Dès lors, les anciennes chaises à volutes cohabitent quelque temps avec les nouvelles, puis ces dernières finissent par les supplanter progressivement au cours du XXe siècle. Les visiteurs des années 1930 à 1970 gardent ainsi en mémoire surtout les chaises métalliques CFV, alignées en masse sous les marronniers ou autour du kiosque à musique. C’est justement sur ces chaises de tôle que le peintre britannique David Hockney asseoit deux de ses amis pour les peindre face au parc, dans son tableau Le Parc des Sources, Vichy (1970). Immortalisées par ce regard artistique, et par les photographies d’époque, les chaises Multipl’s jaunes de Vichy devinrent à leur tour un emblème visuel de la station thermale pendant la seconde moitié du XXe siècle. Leur design dépouillé, purement fonctionnel, tranche avec l’ornementation des modèles 1900, mais incarne l’esthétique industrielle du moment. Cette deuxième génération de chaises du parc – « chaise en tôle perforée CFV » – a durablement marqué le paysage thermal vichyssois.

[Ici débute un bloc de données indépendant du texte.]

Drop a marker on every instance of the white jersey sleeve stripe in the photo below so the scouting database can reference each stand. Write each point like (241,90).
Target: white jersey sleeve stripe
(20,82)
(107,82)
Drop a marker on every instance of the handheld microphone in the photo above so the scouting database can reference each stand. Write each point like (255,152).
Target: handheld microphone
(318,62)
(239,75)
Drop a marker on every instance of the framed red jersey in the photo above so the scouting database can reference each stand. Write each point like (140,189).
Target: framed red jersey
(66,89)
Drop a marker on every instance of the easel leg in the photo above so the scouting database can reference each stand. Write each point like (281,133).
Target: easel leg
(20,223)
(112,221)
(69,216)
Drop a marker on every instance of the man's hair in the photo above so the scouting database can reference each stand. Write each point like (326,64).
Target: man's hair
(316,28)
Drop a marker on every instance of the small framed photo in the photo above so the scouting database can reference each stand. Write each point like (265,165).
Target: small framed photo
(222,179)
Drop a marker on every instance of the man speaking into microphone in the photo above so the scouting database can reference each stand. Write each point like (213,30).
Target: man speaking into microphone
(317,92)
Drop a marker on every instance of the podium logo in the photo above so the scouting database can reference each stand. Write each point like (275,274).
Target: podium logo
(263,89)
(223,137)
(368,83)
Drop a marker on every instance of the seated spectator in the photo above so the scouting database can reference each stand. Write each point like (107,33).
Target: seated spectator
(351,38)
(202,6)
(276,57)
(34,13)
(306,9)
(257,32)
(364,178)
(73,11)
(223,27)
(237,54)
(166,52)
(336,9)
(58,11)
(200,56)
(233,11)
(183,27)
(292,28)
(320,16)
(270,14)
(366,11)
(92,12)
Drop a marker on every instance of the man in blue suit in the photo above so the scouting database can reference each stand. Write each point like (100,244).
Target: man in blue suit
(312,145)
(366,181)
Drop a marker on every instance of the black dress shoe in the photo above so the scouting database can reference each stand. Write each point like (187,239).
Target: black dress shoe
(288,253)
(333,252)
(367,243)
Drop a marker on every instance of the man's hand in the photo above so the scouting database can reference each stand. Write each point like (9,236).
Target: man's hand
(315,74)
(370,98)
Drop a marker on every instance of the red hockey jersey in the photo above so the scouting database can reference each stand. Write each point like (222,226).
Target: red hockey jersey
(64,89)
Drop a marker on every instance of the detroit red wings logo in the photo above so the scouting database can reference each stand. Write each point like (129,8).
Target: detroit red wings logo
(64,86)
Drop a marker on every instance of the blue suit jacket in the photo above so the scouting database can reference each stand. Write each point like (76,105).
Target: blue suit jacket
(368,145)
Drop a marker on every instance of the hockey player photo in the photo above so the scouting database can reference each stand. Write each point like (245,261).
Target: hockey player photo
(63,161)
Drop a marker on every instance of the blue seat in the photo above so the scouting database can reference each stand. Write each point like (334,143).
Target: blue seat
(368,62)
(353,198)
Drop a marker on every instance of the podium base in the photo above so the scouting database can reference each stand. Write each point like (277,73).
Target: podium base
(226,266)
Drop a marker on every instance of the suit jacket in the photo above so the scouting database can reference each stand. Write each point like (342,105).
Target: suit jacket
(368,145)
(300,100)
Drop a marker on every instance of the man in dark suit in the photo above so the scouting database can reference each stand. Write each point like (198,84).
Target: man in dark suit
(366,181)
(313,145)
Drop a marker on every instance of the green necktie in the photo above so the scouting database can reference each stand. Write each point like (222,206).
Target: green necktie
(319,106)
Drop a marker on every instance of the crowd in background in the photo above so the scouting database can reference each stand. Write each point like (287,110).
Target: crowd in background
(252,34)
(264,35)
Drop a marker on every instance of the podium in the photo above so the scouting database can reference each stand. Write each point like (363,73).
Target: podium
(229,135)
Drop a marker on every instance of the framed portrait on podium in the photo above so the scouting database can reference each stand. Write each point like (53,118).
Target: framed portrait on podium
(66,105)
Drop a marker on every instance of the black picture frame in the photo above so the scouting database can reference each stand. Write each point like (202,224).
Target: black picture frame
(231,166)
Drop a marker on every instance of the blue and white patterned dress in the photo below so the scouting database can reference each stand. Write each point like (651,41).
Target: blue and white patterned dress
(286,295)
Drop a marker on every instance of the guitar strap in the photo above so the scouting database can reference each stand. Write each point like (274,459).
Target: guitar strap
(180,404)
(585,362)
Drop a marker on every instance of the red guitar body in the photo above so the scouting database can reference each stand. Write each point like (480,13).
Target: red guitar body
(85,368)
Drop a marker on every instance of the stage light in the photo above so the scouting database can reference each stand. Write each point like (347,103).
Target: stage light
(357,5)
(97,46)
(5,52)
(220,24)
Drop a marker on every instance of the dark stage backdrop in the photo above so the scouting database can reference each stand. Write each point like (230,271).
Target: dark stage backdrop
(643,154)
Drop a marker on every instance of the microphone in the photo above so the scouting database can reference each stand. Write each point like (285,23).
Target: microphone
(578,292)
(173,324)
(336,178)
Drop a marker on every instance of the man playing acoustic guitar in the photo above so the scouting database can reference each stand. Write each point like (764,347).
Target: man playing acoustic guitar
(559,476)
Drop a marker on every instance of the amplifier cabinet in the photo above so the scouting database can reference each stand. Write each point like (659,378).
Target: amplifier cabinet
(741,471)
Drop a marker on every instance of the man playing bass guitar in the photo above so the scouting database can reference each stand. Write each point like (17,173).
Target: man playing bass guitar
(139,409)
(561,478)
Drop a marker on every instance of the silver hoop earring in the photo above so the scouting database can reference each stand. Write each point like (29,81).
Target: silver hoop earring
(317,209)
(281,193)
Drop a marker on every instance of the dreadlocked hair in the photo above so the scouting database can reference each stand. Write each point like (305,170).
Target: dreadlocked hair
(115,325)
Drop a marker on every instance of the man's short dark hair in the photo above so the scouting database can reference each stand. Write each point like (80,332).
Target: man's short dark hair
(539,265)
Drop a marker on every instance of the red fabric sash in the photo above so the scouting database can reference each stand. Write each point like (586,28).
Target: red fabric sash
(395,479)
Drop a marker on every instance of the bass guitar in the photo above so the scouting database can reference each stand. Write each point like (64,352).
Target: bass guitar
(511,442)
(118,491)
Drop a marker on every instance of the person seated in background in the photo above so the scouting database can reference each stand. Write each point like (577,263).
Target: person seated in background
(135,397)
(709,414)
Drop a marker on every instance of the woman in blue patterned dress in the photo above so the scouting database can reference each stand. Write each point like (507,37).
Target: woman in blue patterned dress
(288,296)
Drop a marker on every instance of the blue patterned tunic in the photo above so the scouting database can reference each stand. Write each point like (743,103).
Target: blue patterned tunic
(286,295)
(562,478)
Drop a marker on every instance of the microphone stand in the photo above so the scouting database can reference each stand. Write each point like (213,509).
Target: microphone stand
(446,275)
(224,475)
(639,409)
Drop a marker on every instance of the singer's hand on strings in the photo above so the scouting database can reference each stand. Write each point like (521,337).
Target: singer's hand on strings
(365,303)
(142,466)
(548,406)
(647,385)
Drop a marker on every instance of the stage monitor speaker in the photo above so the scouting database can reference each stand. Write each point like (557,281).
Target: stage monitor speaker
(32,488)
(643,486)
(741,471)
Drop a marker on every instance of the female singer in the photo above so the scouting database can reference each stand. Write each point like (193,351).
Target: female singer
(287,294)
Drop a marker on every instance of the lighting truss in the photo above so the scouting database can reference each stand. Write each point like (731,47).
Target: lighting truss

Évolution au fil des décennies et patrimonialisation

L’histoire de ces chaises reflète l’évolution de Vichy et du thermalisme du XIXe au XXe siècle. Introduites sous l’égide de la Compagnie Fermière dans le contexte faste de la Belle Époque, les gracieuses chaises à volutes ont dominé le paysage du parc jusqu’au début du XXe siècle.

Après la Première Guerre mondiale, dans un souci de modernisation et d’efficacité, la Compagnie a opté pour les nouvelles chaises en tôle Multipl’s, plus faciles à gérer en grande quantité. Ce remplacement progressif illustre le passage d’un style Art nouveau/Napoléon III à un style Art déco/industriel, marquant le renouveau de l’esthétique urbaine à Vichy dans les Années folles.

Durant l’Entre-deux-guerres et les Trente Glorieuses, les chaises CFV ont été continuellement utilisées par les curistes et touristes. On les voit sur de nombreuses cartes postales et photographies des années 1930 à 1960, témoignant de l’ambiance animée du parc. Elles survécurent même aux années sombres où Vichy devint siège du gouvernement (1940-44) – la chronique rapporte que lors de l’installation du régime en 1940, on bloqua un moment l’accès à l’Hôtel du Parc avec les chaises de fer du parc[1]. Après la guerre, la gestion du parc passa de la Compagnie Fermière (dissoute en 1954) à des organismes publics, mais le rituel des chaises libres se maintint.